J'ai donc pris un stylo et du papier et me suis assis devant la télévision. Toute ma joie a été anéantie, et une fois de plus, l'exclamation : « Comme vous êtes toujours aussi franc, journaliste ! » Ne savez-vous toujours pas que leurs seigneurs considèrent leur discours comme un article de loi intouchable et qu'ils ne le modifieront pas, même si un sous-marin nucléaire explose à Rota ? Ne savez-vous toujours pas que ces seigneurs croient gagner plus de voix avec Begoña Gómez ou le procureur général au banc des accusés qu'avec une politique étrangère ou de défense négociée ? Comment Abascal, micro en main et vent arrière, pourrait-il laisser passer l'occasion de continuer à gagner quelques voix s'il qualifie Sánchez de corrompu, d'indécent et de traître ? Et comment les socialistes pourraient-ils renoncer à lui mettre la tête sous le nez ?

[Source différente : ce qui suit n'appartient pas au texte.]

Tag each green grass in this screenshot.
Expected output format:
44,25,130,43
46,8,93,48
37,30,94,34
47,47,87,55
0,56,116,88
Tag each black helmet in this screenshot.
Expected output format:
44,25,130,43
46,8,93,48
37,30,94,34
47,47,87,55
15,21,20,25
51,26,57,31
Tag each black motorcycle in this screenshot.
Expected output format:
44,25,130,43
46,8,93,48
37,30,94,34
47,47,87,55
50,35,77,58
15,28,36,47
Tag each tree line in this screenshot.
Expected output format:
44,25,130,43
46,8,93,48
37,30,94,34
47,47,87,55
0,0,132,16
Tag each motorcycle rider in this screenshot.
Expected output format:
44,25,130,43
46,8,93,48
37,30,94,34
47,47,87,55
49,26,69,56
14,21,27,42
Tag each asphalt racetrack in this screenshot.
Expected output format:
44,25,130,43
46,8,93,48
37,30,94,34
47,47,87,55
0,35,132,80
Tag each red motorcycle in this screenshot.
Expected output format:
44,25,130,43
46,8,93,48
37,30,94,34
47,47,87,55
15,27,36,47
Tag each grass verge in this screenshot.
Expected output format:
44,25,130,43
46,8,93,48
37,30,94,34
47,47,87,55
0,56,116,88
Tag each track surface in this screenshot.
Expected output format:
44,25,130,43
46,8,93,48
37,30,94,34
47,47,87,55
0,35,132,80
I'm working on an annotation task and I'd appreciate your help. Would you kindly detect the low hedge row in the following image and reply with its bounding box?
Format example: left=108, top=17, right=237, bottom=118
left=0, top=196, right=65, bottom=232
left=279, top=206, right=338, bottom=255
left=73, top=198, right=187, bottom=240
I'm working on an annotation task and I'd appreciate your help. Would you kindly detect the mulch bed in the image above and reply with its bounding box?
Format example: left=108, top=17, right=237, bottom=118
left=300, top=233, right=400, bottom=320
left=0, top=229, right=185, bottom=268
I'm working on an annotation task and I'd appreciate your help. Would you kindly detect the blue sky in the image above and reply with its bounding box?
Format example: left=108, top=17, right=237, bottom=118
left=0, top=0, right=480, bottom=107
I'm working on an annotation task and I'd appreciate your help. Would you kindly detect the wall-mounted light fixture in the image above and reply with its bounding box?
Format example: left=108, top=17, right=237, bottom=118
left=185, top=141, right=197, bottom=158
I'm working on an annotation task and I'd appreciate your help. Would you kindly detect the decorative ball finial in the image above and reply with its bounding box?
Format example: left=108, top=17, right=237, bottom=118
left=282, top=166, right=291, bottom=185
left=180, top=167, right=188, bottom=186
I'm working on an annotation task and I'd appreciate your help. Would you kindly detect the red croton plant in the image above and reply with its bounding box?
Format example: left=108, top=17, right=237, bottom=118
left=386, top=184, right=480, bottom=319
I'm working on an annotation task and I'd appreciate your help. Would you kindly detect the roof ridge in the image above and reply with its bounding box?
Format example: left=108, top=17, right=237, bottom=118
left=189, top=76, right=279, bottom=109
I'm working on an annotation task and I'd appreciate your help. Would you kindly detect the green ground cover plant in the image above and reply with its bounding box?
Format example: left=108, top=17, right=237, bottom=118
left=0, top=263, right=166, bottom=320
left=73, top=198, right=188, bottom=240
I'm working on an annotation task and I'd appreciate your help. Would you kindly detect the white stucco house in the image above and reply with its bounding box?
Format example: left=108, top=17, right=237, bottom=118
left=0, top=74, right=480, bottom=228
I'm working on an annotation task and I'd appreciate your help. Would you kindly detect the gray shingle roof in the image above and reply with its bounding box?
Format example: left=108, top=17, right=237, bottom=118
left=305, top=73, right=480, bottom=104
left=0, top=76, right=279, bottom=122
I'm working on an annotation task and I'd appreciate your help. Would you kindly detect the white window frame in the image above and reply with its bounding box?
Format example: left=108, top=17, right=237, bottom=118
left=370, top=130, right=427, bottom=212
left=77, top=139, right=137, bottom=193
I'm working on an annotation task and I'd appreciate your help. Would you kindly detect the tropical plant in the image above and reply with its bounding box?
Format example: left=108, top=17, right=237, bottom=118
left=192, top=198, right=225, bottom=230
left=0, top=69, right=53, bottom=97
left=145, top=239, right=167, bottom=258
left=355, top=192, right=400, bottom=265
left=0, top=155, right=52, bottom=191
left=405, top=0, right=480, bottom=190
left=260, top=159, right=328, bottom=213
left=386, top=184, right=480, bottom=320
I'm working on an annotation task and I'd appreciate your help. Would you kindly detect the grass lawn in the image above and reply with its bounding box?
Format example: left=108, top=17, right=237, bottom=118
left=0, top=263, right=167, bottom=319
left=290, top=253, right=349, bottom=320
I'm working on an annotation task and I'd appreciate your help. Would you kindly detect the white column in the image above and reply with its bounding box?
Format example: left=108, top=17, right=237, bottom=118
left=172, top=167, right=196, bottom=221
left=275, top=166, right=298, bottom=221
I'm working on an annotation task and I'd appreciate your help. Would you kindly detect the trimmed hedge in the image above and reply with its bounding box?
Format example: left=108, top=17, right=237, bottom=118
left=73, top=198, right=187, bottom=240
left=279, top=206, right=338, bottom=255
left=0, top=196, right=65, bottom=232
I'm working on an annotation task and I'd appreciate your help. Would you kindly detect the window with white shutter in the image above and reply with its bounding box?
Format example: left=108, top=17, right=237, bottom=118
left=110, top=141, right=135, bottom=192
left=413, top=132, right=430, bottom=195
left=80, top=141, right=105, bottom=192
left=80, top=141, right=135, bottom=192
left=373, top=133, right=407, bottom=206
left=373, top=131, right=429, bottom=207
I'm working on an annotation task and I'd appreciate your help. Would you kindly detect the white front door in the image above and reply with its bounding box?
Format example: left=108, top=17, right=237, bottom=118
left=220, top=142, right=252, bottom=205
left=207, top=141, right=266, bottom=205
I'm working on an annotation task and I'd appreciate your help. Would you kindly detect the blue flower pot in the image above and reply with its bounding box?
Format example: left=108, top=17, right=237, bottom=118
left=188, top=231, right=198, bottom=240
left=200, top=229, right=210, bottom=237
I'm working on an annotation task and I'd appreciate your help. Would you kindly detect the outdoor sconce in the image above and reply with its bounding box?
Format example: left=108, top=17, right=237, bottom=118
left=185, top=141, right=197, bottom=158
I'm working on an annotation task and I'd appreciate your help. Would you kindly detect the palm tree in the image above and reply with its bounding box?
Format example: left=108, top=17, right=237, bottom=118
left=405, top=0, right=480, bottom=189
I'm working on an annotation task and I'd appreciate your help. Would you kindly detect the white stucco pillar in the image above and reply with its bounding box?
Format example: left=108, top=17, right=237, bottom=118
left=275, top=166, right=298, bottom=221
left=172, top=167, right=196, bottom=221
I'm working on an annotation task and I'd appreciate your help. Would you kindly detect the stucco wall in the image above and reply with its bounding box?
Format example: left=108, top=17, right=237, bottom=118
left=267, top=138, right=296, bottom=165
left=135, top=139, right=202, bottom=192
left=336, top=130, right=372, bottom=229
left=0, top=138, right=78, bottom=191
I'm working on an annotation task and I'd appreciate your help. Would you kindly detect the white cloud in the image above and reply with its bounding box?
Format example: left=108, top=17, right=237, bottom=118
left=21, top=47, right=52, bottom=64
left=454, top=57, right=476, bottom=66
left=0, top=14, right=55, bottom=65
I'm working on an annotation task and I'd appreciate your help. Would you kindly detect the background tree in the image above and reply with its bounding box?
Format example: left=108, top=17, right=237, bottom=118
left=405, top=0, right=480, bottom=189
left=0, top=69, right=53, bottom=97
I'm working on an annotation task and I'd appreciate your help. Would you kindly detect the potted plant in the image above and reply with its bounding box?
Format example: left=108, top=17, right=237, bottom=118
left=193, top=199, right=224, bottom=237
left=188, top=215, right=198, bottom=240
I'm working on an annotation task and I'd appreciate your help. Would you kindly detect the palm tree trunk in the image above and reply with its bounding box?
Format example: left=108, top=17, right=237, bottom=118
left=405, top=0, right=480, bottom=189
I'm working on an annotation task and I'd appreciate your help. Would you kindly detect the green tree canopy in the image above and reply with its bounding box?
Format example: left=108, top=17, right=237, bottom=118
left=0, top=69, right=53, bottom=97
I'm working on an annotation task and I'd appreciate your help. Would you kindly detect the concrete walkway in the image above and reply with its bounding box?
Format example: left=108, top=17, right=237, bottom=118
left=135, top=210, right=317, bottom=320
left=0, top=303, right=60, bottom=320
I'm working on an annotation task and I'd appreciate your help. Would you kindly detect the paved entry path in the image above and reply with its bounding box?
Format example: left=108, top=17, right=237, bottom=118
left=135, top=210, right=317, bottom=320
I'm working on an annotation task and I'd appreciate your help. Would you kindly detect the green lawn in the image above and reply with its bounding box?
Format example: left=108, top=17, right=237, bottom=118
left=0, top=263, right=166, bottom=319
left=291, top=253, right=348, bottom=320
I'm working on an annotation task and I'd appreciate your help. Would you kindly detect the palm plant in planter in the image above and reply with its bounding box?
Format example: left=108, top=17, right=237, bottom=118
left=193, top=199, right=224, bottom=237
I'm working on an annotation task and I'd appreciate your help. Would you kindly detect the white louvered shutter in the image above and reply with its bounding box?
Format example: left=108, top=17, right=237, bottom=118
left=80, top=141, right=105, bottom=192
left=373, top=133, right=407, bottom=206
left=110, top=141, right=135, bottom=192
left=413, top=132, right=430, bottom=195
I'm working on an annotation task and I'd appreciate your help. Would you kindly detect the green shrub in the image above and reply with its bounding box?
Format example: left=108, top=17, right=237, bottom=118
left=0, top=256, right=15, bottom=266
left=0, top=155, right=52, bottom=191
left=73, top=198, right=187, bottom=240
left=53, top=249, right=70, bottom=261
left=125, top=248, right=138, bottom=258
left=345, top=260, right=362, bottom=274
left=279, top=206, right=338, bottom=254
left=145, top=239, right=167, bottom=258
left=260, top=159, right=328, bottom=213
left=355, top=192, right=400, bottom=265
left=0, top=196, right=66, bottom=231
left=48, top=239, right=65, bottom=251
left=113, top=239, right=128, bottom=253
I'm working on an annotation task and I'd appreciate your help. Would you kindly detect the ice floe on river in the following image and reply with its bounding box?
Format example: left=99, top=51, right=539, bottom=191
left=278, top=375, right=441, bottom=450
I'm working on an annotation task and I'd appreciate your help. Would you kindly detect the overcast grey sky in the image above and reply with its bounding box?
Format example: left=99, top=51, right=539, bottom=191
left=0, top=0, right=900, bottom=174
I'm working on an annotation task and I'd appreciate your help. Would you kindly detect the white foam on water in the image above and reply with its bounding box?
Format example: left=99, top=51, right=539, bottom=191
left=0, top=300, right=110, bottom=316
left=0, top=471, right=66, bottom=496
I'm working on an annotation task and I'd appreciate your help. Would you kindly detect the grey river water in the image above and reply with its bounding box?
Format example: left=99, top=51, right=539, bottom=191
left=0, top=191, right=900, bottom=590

Sánchez, au Congrès, cette semaine
Dani DuchQue ces questions servent d'indices. Même les incendies de l'été n'y ont rien changé : la même tension, le même débat répétitif, la même campagne électorale facile, la même démolition de l'adversaire, le même ressentiment et le même résultat. À force de répéter ce qui a déjà été dit, on hausse le ton, seule façon de gagner en importance, et tout est dévalué. Je commence à craindre que le jour de la grande explosion de la guerre, qui viendra, le débat au Parlement espagnol soit le suivant : Sánchez, proclamant que nous sommes du bon côté, même si nous ne savons pas lequel ; Feijóo, le rendant responsable de l'attentat de Wall Street ; Yolanda Díaz, considérant que le patronat boycotte la paix ; Abascal, portant plainte contre le bipartisme. Et je n'ai plus de gérondifs.
RESTES
Diada. Les Catalans nous surpassent, nous les Galiciens, en termes de force nationale. Nous sommes à égalité d'inquiétude quant à la santé de notre propre langue. Nous faisons quelque chose de mal, ou il nous arrive quelque chose.
Cruel. Un diagnostic douloureux de l'Espagne : « une vague d'indignité ». C'est d'Elvira Lindo dans El País . Je suis d'accord avec le commentaire d'Enrique Curiel, et j'espère qu'il n'était pas prophétique : « L'indignité, lorsqu'elle est exprimée, n'a pas de limites. »
La foi. « Je crois en la justice », a déclaré le procureur général. « Bien sûr que non », avons-nous répondu, nous les méfiants, et les sceptiques ont applaudi. On aurait dit que le pape disait croire en l'Église.
Niveau. « Répétez après moi, Votre Honneur : c’est un génocide. » C’est ce que Sánchez a dit à Feijóo. Je lui demande : y a-t-il pire qu’un génocide ? J’en doute. Alors, jusqu’où doit aller l’agression israélienne pour que Sánchez rompe les relations ?
Phobie. Fierté de Sanchez : 22 millions d’emplois. Du jamais vu. Pourquoi cette mauvaise image du gouvernement ? Tezanos accuse le pessimisme éternel de l’Espagne. Ce chroniqueur pense pire : 1) Travailler ne sort pas de la pauvreté. Et 2) Ces choses arrivent aux gouvernements lorsqu’ils sont ou paraissent hostiles.
Les influenceurs. Ils créent plus d'opinions que les universitaires. Une citation (un peu absurde) de María Pombo sur la lecture a inspiré plus d'articles que la question « J'aime les fruits », un sujet de débat national crucial. Les influenceurs seront bientôt le véritable « quatrième pouvoir ». Peut-être le sont-ils déjà.